Microsoft has recently expressed their displeasure of how Google has released information about a vulnerability in Windows. According to Coordinated Vulnerability Disclosure (CVD), security researchers should give Microsoft a possibility to fix vulnerabilities detected before disclosing them to the public. Microsoft states that they seek to provide their customers with high-quality updates and protect the customers from malicious attacks while the update is being created.
It is believed that full disclosure encourages software vendors to fix vulnerabilities more quickly and customers to take protective measures. However, Microsoft disagrees with this belief and suggests that public disclosure may trigger new cyber attacks.
The company has expressed their dissatisfaction and request that researchers privately inform them about vulnerabilities detected and release information about the issue only when a fix has been made. Chriz Betz, senior director of the Microsoft Security Response Centre, believes that researchers and software vendors have to collaborate until a fix is released and argues that this partnership is highly beneficial for customers.
The release of the information about the bug has been regarded as a situation in which customers are put in danger. Chriz Betz believes that Google is not necessarily right with their decisions.
Google released information about a bug two days before a planned fix, which was done despite Microsoft’s request to avoid revealing the details about the issue. Specifically, it was requested to withhold the information from the public until January 13, 2015, when the fix had to be released. Microsoft’s approach is that the primary focus should be on providing customers with protection but not exposing them to a greater danger. Chriz Betz argues that they would not try to put pressure on competitors after detecting some flaws in their products.
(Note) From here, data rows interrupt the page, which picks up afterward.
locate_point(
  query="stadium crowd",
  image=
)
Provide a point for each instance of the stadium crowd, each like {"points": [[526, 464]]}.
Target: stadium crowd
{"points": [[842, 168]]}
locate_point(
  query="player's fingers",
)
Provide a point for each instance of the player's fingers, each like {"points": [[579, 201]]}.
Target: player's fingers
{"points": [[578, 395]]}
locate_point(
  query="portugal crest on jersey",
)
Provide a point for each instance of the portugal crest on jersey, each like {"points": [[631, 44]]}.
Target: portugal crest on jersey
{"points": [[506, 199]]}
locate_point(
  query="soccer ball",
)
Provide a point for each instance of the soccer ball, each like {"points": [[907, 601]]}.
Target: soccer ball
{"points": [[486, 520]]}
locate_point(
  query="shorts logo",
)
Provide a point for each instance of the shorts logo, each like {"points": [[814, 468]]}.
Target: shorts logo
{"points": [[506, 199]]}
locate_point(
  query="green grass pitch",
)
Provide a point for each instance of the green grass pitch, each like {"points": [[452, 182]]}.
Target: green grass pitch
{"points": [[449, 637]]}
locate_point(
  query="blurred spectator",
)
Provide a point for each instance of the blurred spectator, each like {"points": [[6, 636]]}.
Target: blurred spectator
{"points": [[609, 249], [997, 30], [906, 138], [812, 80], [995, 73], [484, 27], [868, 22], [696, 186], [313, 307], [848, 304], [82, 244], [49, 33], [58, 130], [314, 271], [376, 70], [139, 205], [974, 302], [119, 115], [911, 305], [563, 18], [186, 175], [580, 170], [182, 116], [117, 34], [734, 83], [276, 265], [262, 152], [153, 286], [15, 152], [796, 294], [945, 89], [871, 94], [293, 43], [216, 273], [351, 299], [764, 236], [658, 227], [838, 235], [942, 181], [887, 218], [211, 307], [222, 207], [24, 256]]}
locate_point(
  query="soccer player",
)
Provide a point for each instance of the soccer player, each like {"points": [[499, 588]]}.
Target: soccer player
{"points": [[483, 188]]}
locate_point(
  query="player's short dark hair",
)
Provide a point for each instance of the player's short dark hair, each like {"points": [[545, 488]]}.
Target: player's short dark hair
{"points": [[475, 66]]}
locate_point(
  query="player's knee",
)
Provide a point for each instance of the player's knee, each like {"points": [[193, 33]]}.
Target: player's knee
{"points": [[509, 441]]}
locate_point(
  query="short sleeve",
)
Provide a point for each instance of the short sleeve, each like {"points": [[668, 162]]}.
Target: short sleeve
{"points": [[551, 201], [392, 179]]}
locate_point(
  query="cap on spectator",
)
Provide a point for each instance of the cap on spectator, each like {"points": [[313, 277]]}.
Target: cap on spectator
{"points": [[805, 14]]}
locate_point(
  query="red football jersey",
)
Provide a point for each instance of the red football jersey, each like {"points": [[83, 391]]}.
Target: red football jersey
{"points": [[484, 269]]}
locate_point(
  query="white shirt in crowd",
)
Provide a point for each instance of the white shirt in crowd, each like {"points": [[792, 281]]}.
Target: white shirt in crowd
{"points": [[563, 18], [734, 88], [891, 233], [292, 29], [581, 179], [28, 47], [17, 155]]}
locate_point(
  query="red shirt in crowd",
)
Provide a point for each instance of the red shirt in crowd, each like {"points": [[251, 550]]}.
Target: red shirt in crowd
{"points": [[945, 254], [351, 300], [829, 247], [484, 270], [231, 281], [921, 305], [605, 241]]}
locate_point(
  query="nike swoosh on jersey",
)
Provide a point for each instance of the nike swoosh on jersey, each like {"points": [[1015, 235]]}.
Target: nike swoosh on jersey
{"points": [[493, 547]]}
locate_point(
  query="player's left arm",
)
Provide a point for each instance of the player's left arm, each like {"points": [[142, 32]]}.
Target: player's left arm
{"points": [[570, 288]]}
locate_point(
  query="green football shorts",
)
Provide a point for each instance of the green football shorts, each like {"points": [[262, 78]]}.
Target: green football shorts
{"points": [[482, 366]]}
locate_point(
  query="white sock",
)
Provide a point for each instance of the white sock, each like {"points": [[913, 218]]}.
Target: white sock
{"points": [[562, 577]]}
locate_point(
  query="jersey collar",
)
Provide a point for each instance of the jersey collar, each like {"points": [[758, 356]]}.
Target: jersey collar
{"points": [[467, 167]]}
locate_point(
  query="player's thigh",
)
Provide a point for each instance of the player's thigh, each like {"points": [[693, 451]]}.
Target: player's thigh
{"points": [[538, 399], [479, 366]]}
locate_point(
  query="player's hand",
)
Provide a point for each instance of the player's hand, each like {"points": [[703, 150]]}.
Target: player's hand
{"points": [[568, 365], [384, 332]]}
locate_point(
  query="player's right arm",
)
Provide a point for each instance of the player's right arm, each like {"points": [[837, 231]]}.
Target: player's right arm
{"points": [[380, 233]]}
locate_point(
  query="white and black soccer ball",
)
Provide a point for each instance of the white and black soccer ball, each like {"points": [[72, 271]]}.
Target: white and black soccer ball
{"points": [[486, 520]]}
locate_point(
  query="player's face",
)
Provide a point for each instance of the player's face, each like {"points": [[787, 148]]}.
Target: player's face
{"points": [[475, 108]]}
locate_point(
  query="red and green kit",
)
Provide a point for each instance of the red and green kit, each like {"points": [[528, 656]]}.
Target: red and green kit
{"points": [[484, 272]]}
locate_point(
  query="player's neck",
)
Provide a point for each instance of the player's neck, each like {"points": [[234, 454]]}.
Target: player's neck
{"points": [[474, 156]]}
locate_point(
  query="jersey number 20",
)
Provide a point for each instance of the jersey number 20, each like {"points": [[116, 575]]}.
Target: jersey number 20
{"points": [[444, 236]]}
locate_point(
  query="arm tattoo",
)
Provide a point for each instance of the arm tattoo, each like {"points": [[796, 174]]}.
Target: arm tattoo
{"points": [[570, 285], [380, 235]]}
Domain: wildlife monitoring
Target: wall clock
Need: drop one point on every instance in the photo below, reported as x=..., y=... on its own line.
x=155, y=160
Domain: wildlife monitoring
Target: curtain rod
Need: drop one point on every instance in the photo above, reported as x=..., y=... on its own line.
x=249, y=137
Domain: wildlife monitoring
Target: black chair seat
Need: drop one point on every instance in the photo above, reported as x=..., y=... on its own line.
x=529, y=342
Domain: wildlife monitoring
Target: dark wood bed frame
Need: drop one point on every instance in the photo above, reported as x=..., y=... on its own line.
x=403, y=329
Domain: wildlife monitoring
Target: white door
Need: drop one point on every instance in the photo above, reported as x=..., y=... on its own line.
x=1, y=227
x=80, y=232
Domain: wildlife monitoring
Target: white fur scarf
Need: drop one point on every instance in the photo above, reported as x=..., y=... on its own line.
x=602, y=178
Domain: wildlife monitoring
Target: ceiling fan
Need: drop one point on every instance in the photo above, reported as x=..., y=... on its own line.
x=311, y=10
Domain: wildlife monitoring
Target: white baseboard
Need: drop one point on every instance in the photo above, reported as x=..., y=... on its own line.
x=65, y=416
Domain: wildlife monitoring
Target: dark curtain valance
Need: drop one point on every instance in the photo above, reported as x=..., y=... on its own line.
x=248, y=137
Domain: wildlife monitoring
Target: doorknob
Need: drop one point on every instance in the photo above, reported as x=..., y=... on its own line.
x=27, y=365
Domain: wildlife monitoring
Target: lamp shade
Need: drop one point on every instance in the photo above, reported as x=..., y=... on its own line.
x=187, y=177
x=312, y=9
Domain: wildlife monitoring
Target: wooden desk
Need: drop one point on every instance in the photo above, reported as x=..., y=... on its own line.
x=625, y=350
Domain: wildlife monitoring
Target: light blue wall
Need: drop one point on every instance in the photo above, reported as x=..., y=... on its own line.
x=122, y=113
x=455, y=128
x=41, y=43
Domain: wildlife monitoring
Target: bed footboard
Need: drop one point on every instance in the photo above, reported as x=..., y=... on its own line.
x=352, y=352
The disclosure was made by the Project Zero team, which disclosed code required to exploit bugs. This was done after issuing affected companies with a deadline to fix problems. As the vulnerability was not fixed within 90 days, information about the issue was disclosed.
Last week it was reported that Microsoft’s Advanced Notification Service (ANS), which was created than 10 years ago as part of Patch Tuesday for communicating about Microsoft updates, is no longer available to the public. That means that ANS information will not be available through a blog post or website. Changes are said to be implemented due to customers’ feedbacks that ANS is no longer used in the same way as in the past, meaning that the vast majority of customers wait for Update Tuesday, allowing updates to install automatically. Information about security updates will be available only to customers who have paid Premier support contracts.